Palm Oil Advances to 14-Month High as Reserves Seen Declining
Palm oil rallied to the highest level in 14 months on expectations that increasing biodiesel usage in Indonesia may trim stockpiles in the world’s largest producer amid a fall in output.
The contract for delivery in February advanced 0.6 percent to 2,656 ringgit ($822) a metric ton on the Bursa Malaysia Derivatives, the highest price at close since September 2012. Futures have climbed 8.9 percent this year, set for the first annual increase in three years.
Palm inventories in Indonesia, the biggest supplier, probably stood at 2.04 million tons in October compared with 2.6 million tons a year earlier, according to the median of estimates from five plantation executives, traders and refiners compiled by Bloomberg. Indonesia must increase biodiesel demand to boost use of palm oil and relevant ministries should discuss the formulation of policy to this effort, Indonesian President Susilo Bambang Yudhoyono said today.

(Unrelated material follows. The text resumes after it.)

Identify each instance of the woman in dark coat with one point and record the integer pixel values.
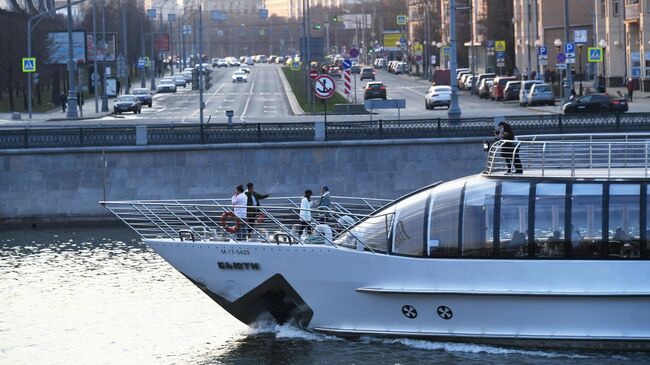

“Indonesian stockpiles are likely to be lower than last year because of the weaker production and the stronger demand both internally and externally,” said Tan Chee Tat, an analyst at Phillip Futures Pte in Singapore. “Internally, it would be from the domestic biodiesel program and externally, it would be stronger demand from China.”
Palm output in Indonesia will drop 1.9 percent to 26.5 million tons this year, according to the median of five grower estimates compiled by Bloomberg, after rains and drought. That’s the first drop since 1998, according to data from the U.S. Department of Agriculture, which sees a 28.5 million ton crop. China is the world’s largest importer after India.
Soybean oil for January fell 0.9 percent to 40.25 cents a pound in Chicago yesterday, dropping for a fourth day and extending this year’s loss to 19 percent. The most-active price touched 39.2 cents on Oct. 2, the lowest since July 2010. Soybeans dropped 0.7 percent to $13.20 a bushel in Chicago yesterday. U.S. markets are closed today for a holiday.